To help you maintain your focus on generating revenue, I will introduce you to the 4Ps. Everyone at MyOutDesk focuses on the 4Ps. When I left the country for six months in 2011, I set a goal of increasing our revenue using them. Not only did we double that goal using this system, but we also ended up helping thousands of people find jobs with growing businesses across the United States. The 4Ps stand for Prospecting, Presenting, Persistent Follow-up, and Potential Referrals.
Everyone understands what prospecting is, but not everyone understands how to measure it or drive revenue. At its most effective, prospecting isn’t just going out to get new business from people you don’t know. The reality is that you should spend more time communicating with your existing clients to encourage them to buy more from you or earn referrals from them.
One of the things MyOutDesk does well is that our sales team, which includes VPs, is a group full of prospecting powerhouses. They work the phones day in, day out, having four hours of conversation each day. Our sales team is just as effective in closing cold leads as they are with warm leads because they focus entirely on clients’ outcomes.
If I were to ask you what presenting involves, what would you say? Your answer would probably be something like, “I start by telling them about my product or service, point out why they should choose me and not someone else, and tell them how customers think my company is stellar in its niche.” And there is nothing wrong with that. But what I want you to remember is that presenting should also involve focusing on what is in it for them, the clients. What is their best outcome? We often ask our clients, “If you could have one win out of this call, what would it be? If you could walk away with one thing of value, what is it?” In other words, we help them focus on determining what would be a win for them.
We train our virtual professionals to focus on this. In fact, one of our core values is having a servant’s heart. We want to serve our clients and vendors we are in business with. Our perspective is that when you add value to people, it will be reciprocated. So focus your presentation on the end users, make sure they are your focus, and help them with their dreams and goals.

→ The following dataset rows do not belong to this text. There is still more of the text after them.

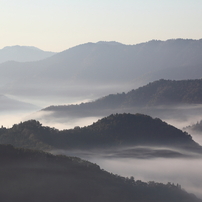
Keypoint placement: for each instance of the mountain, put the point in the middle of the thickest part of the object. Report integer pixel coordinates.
(195, 127)
(28, 175)
(155, 94)
(8, 104)
(23, 54)
(94, 69)
(120, 130)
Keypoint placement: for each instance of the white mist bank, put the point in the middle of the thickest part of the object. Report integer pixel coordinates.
(184, 171)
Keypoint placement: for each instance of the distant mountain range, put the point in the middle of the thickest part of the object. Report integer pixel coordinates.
(28, 175)
(94, 69)
(195, 127)
(120, 130)
(23, 54)
(155, 94)
(8, 104)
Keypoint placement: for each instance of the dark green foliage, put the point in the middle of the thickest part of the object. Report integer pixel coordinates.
(28, 175)
(195, 127)
(112, 131)
(161, 92)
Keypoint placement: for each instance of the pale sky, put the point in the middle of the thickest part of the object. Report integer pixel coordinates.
(56, 25)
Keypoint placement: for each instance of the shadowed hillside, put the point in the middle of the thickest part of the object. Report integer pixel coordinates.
(28, 175)
(103, 67)
(118, 130)
(158, 93)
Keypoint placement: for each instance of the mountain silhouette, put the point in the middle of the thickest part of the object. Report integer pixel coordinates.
(95, 69)
(28, 175)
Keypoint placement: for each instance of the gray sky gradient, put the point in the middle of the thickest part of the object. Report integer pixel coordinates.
(56, 25)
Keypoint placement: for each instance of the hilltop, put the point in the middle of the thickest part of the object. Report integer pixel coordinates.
(28, 175)
(158, 93)
(119, 130)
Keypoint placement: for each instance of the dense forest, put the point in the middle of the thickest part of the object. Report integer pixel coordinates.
(116, 130)
(158, 93)
(28, 175)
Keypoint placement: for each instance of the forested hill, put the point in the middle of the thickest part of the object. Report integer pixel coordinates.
(118, 130)
(158, 93)
(28, 175)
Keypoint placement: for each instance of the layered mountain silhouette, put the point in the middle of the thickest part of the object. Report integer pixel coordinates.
(8, 104)
(28, 175)
(23, 54)
(120, 130)
(155, 94)
(195, 127)
(95, 69)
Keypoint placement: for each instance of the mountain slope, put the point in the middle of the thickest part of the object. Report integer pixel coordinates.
(120, 130)
(28, 175)
(23, 54)
(98, 68)
(158, 93)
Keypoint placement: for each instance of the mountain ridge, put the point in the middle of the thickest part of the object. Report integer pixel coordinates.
(95, 65)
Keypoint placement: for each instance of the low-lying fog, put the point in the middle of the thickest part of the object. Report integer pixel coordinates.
(185, 171)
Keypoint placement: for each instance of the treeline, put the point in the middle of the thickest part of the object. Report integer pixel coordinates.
(28, 175)
(113, 131)
(158, 93)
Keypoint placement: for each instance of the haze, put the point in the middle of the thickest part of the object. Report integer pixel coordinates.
(58, 25)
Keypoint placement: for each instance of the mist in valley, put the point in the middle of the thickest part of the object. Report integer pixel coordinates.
(147, 165)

Persistent follow-up really matters, and this is something our virtual professionals excel at. If someone isn’t moving forward with your product, you need to find out why. For example, the other day, my wife and I talked about moving our girls into one of our second-story bedrooms. I thought bunk beds might be a good solution for them, but my wife wasn’t sure that they would be big enough to handle that yet.

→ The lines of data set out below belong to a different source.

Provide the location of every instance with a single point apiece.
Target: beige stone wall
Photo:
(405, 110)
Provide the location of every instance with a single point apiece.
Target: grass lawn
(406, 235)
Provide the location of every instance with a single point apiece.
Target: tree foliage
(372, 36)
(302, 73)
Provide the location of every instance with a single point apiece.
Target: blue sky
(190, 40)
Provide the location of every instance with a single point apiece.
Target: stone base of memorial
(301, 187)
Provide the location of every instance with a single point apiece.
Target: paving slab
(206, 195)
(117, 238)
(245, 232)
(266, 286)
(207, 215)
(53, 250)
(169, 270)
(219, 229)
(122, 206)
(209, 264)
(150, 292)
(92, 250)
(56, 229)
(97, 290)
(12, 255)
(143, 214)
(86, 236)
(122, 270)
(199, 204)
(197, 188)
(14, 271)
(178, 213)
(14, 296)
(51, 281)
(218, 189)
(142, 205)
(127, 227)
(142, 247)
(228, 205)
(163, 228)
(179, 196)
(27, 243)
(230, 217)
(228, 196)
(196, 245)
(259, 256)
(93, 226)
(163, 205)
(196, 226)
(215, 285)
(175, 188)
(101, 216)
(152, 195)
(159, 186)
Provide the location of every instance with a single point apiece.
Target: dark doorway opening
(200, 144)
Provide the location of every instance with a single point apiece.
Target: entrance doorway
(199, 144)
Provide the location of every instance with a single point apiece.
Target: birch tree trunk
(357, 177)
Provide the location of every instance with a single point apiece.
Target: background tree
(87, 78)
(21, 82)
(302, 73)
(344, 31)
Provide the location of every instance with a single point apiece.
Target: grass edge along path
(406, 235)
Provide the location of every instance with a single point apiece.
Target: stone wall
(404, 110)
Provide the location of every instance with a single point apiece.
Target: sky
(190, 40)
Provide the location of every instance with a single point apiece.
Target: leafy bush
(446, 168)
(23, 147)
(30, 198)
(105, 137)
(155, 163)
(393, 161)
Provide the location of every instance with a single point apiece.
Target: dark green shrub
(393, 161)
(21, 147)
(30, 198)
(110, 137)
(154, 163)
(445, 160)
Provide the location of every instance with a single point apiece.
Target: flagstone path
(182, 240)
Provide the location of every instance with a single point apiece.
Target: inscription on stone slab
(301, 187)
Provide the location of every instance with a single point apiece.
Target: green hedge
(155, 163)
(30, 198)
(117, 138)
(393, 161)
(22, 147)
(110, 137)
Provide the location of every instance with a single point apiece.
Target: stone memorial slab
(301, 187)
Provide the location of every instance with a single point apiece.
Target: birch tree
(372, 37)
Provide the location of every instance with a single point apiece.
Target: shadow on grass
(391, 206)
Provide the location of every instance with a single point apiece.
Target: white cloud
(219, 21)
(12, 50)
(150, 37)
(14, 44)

I did a quick Google search for bunk beds to see if that was the case, and naturally, within minutes, Facebook had placed ads for bunk beds in my feed. It’s amazing how that works. Facebook knows what is going on in our world. Even though we aren’t quite ready for bunk beds yet, as long as that ad campaign continues in my feed, I will probably click through to look at them—because, guess what? Next year, I will be ready to buy bunk beds. It is the same with following up; if a potential client is not ready to buy yet, establish a date when they might be. Next Christmastime, for example, might be a good time to get me thinking about bunk beds again.

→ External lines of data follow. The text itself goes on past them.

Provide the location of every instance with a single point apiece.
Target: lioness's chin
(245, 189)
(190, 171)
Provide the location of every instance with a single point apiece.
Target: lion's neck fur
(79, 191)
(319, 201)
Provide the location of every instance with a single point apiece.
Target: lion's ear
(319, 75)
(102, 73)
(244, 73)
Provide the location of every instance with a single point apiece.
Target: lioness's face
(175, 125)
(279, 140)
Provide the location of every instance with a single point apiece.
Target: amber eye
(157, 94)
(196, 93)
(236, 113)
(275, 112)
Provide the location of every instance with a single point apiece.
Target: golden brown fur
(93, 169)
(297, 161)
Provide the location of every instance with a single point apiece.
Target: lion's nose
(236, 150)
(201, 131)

This is massively important for our salespeople because we have instilled the notion that 90 percent of the time, there is no way to know why someone isn’t buying unless you ask.
The last of the 4Ps is the potential referral. I don’t like to lose, so if I find that a person isn’t ready to move forward with me (or even if they do move forward), I like to say, “Hey, I hope you found value in our conversation today. Who are the two or three people you like and admire who would enjoy a conversation like the one you and I just had?” Then, I am ready to write people’s names down and often ask for a personal email introduction to warm things up. For any business owner aiming for a 70 percent referral rate, this can transition your company directly into hyper-growth and scaling.